You could imagine it on the news. "Elevator cable #21 was damaged beyond repair today by an explosive package concealed within a launch satellite. Consortium members have already stated that a replacement cable has been moved into position and unspooling has already begun. Full operation is expected to resume in a few weeks."
I mean, seriously. Saying the Space Elevator is a tempting target for terrorists is like saying the International Space Station is a tempting target for terrorists. Sure, it might be. But it's not like it would EVER happen.
All valid conclusions, but your premise is off.
No tower. A ribbon extends to, and past GEO, for one. Read the report - google for NIAC final report or highlift
Display some adaptability.
like which problem did the world whine for us to fix, exactly?
you know that thing about us giving more foriegn aid than anyone else... it's not true. But that anger... the anger... it comes from somewhere, I'm just not convinced it comes from a knowledge of world affairs.
-pyrrho
The space elevator makes so much sense it's amazing we even made a space shuttle at all.
The way I look at it is this. We have been shooting humans into space atop monolithic, ubelievably dangerous explosive devices. A rocket is an explosive device.
If space were a cliff and we wanted to get on top, the current way we are doing it is by laying a board over a fulcrum, sitting a guy on one end and dropping a volkswagen on the other. Boing! he flys through the air and rolls to a stop atop the cliff. How does he get down? he jumps and hopes to land on a soft spot. Lots, LOTS can go wrong, and death is almosts as likely as success.

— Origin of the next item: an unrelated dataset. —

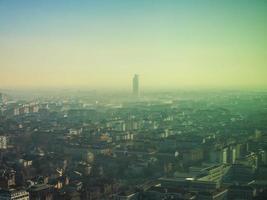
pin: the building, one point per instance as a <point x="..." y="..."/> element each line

The space elevator is the equivalent of (rather than launching someone up) throwing a rope and hook up the cliff face, securing it, and then weaving a rope ladder.
Higher success, cheaper (no volkswagen involved), and safer (though less exciting and dramatice albeit).
True, destroying the Space Elevator would be a big demoralizer, and thus a big draw for the terrorists. Destroying elevator #6 of 27 wouldn't be such a big deal, though. That's why one of the first projects given to Space Elevator #1 should be the lifting up into orbit of Space Elevator #2, and so on.
I don't care if it's 90,000 hectares. That lake was not my doing.